Sin embargo, a la carrera, sus flechas se disparan y mediada la segunda mitad Cristiano asistió a Jesé, una especie de calco del portugués, quien batió a Iraizoiz ante las protestas de la zaga bilbaína. (0-1) Los leones reclamaban un fuera de inexistente. El canterano puso la guinda a su gran partido con un gol, para ser después sustituido, cuando el resultado pedía su presencia. Sin embargo, el relevo que realmente cambió el encuentro fue la salida de Ibai Gómez, un jugador que se ha asentado en la banda bilbaína. Sustituyó al escurridizo Muñain, que últimamente parece algo melancólico y falto de velocidad.

El primer balón que tocó Ibai fue una falta al borde del área. La colgó al área chica y el centro fue repelido por Sergio Ramos. Su despeje cayó a la zona donde estaba Ibai que empalmó una volea preciosa a la base del palo de Diego López. (1-1) Era el primer gol que encajaba el Madrid en 2014 y el único balón al que el portero gallego no pudo llegar en todo el encuentro.

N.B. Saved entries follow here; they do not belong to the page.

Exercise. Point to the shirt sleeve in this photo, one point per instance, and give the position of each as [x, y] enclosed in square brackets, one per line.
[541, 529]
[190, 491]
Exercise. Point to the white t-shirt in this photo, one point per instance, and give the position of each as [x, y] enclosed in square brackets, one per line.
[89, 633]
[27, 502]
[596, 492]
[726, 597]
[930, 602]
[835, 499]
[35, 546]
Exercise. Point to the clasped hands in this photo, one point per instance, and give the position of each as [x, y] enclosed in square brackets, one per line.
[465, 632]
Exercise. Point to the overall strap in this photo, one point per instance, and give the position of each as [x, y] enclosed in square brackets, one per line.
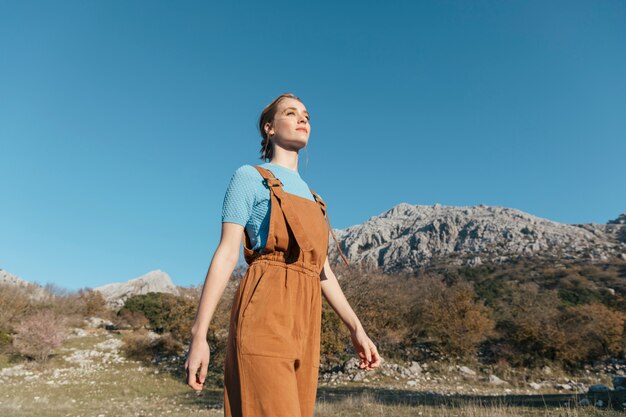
[279, 196]
[323, 206]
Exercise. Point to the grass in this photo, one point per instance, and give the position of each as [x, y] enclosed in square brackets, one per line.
[107, 385]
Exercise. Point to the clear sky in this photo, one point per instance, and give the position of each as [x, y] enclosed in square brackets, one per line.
[121, 122]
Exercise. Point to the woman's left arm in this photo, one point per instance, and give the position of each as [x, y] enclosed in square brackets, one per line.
[364, 346]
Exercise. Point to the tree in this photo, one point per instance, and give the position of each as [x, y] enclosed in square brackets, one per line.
[39, 333]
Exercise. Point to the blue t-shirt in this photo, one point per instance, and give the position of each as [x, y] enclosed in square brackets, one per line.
[247, 199]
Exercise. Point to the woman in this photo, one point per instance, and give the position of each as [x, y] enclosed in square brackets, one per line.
[273, 352]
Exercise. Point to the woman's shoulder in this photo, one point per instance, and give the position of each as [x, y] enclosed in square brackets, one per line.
[246, 171]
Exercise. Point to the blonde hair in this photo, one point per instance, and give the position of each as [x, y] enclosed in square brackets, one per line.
[267, 116]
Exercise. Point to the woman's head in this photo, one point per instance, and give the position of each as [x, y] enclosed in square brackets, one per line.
[285, 123]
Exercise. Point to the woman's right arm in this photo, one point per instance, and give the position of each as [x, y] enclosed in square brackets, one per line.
[222, 265]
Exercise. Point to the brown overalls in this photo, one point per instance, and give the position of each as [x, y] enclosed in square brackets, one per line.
[273, 350]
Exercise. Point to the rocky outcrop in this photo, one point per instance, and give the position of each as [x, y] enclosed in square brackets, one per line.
[34, 291]
[115, 294]
[407, 237]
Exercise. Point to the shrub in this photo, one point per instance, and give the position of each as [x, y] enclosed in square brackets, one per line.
[591, 332]
[451, 316]
[165, 312]
[39, 333]
[140, 346]
[529, 325]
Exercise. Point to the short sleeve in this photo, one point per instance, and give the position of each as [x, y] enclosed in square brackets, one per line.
[240, 196]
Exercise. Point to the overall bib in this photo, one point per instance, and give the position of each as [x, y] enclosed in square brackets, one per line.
[273, 349]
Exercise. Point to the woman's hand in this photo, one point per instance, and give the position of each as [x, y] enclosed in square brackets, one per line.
[197, 359]
[365, 348]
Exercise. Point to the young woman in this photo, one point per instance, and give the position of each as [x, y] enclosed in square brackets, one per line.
[273, 351]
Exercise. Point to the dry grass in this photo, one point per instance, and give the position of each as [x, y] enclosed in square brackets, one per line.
[103, 386]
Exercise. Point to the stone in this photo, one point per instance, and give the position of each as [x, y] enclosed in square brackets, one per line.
[467, 371]
[494, 380]
[598, 388]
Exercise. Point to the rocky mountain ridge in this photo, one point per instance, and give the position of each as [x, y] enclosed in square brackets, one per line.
[115, 294]
[35, 291]
[407, 237]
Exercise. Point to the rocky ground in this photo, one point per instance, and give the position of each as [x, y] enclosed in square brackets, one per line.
[88, 376]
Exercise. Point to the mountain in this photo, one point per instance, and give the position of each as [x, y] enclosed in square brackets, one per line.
[407, 237]
[35, 291]
[117, 293]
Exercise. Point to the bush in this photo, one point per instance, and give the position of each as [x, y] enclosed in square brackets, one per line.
[15, 305]
[451, 316]
[529, 325]
[591, 332]
[38, 334]
[140, 346]
[165, 312]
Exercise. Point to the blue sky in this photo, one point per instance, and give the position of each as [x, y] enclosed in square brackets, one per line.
[121, 122]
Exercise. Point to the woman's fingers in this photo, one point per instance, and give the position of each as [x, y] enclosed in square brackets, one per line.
[192, 379]
[375, 356]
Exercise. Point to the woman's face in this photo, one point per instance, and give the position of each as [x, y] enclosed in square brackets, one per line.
[291, 128]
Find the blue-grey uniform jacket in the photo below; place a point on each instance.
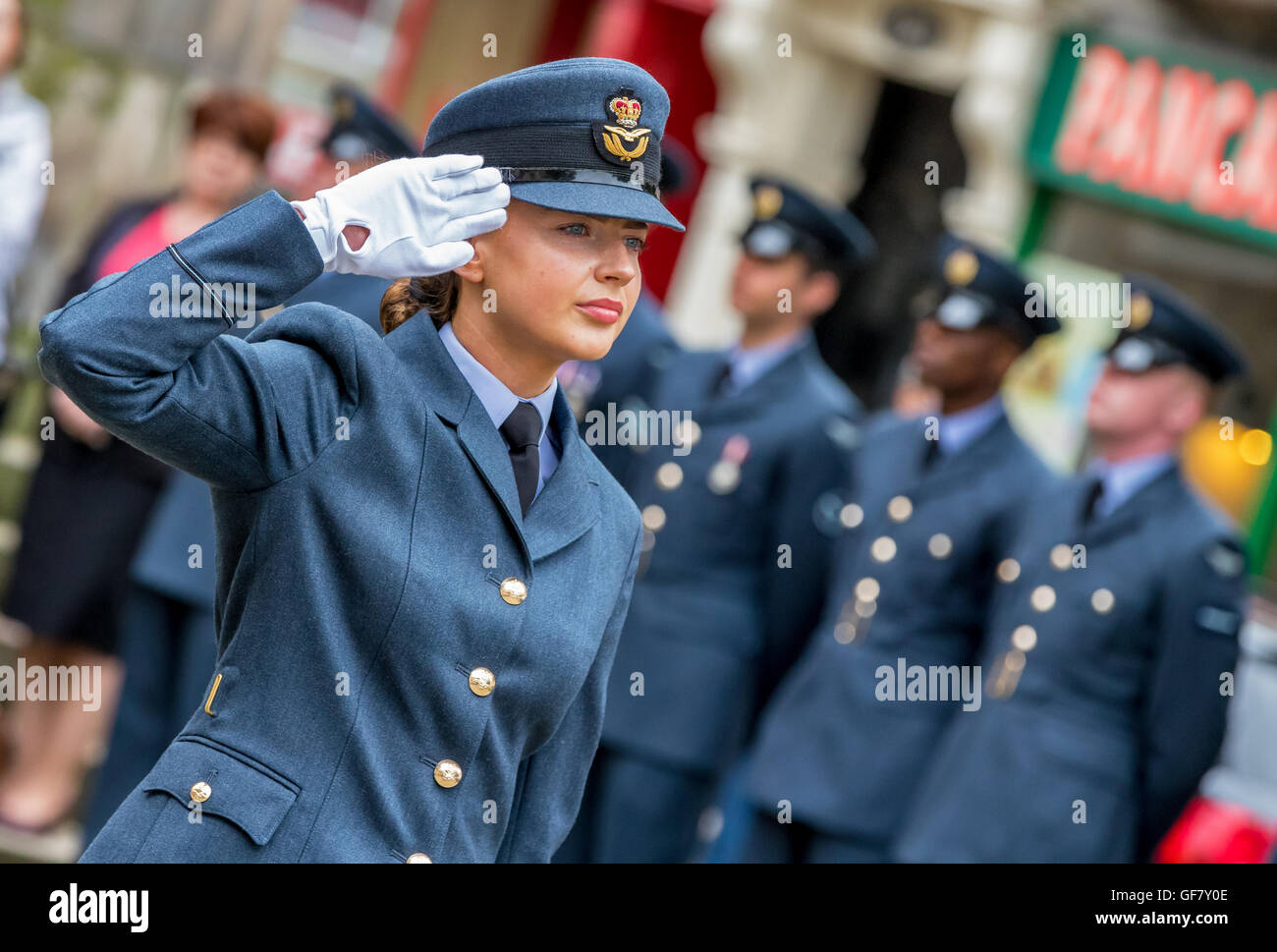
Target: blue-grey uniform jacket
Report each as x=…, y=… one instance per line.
x=407, y=667
x=1107, y=661
x=739, y=553
x=912, y=581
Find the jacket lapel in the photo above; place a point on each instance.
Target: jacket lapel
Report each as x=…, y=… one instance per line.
x=447, y=392
x=953, y=471
x=762, y=391
x=1145, y=502
x=566, y=506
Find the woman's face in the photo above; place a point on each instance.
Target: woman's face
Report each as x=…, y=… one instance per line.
x=218, y=170
x=562, y=284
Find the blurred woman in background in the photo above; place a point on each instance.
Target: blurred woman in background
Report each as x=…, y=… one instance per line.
x=90, y=495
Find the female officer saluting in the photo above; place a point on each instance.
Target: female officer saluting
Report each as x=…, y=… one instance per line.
x=416, y=616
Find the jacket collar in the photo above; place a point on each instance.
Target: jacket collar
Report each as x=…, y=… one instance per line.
x=766, y=389
x=567, y=505
x=1156, y=496
x=956, y=469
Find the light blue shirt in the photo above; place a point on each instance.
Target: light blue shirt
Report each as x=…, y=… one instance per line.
x=958, y=429
x=750, y=364
x=1124, y=479
x=499, y=400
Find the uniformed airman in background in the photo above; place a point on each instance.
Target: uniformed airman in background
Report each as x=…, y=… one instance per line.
x=739, y=521
x=1112, y=634
x=837, y=757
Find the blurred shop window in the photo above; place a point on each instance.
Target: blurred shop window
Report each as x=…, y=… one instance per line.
x=341, y=37
x=235, y=37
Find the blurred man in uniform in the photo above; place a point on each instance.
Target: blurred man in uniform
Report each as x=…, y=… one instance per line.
x=839, y=752
x=1112, y=633
x=739, y=519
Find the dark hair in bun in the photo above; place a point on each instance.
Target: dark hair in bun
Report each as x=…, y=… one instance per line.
x=435, y=294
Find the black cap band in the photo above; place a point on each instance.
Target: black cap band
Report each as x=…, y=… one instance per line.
x=594, y=177
x=553, y=148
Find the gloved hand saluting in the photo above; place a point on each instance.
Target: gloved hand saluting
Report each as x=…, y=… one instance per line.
x=417, y=213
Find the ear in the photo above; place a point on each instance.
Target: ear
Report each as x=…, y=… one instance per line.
x=820, y=292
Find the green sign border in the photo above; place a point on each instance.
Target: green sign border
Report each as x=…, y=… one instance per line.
x=1050, y=115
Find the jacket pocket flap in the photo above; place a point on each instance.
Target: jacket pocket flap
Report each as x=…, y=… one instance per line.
x=235, y=787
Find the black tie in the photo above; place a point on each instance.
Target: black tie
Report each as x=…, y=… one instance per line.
x=523, y=432
x=719, y=381
x=1093, y=492
x=931, y=453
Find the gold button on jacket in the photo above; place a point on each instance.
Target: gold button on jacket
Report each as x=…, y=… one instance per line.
x=514, y=591
x=447, y=773
x=481, y=681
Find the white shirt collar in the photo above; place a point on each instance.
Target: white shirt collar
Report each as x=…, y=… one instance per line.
x=750, y=364
x=497, y=399
x=958, y=429
x=1128, y=476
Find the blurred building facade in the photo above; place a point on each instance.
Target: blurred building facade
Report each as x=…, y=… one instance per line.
x=917, y=114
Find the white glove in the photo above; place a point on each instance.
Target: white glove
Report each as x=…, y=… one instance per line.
x=417, y=212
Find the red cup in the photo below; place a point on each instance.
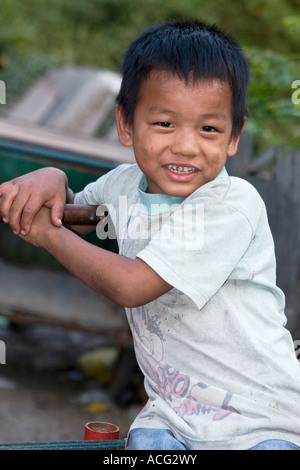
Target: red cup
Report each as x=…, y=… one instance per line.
x=100, y=431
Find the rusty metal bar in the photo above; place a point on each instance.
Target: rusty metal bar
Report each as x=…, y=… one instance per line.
x=79, y=214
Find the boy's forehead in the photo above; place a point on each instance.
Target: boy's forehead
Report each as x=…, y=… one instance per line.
x=162, y=84
x=164, y=78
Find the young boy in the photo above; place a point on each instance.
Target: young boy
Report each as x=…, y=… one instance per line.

En esas, una vez conseguido el empate llegó la otra jugada que cambió el partido. Cristiano perdió el balón en el área rival y se enzarzó en una especie de pelea de gallos con Gurpegui e Iturraspe. Los leones buscaron las cosquillas a un Cristiano que cayó demasiado fácilmente en la provocación. A Cristiano le pesaron los focos, el hecho de que todas sus acciones son miradas con lupa, y volvió a ser el protagonista de una niñería que le costó cara a la plantilla madridista. Iturraspe y Gurpegui fueron los provocadores, pero sacaron partido de la jugada. La última vez que el portugués perdió los nervios fue en la final de Copa ante el Atlético de Madrid. Donde dejó a su equipo con uno menos cuando la remontada ya era imposible.

Poco antes de que acabara el partido llegó la última ocasión del Athletic, en otra asociación entre Sergio Ramos e Ibai Gómez; esta vez el voleón fue despejado por el  portero madridista. El partido acabó en tablas y el punto no fue del todo malo para ninguno de los dos. Los leones porque jugaban contra los blancos, y el Madrid porque jugaba en la Catedral. Lo cierto es que el Athletic acabó buscando más el resultado que los madridistas.

Xabi Alonso dijo al término del partido que al árbitro le había afectado el ambiente de San Mamés, pero lo cierto es que al Madrid también. Se contagió del ambiente, de esa atmosfera única. Y el Athletic controló el juego, aunque la pegada de los blancos siempre ha valido para ganar partidos de este calibre. En los que no les hace falta jugar mejor que su adversario. Donde la épica y el fútbol van de la mano. Faltó la lluvia, eso sí.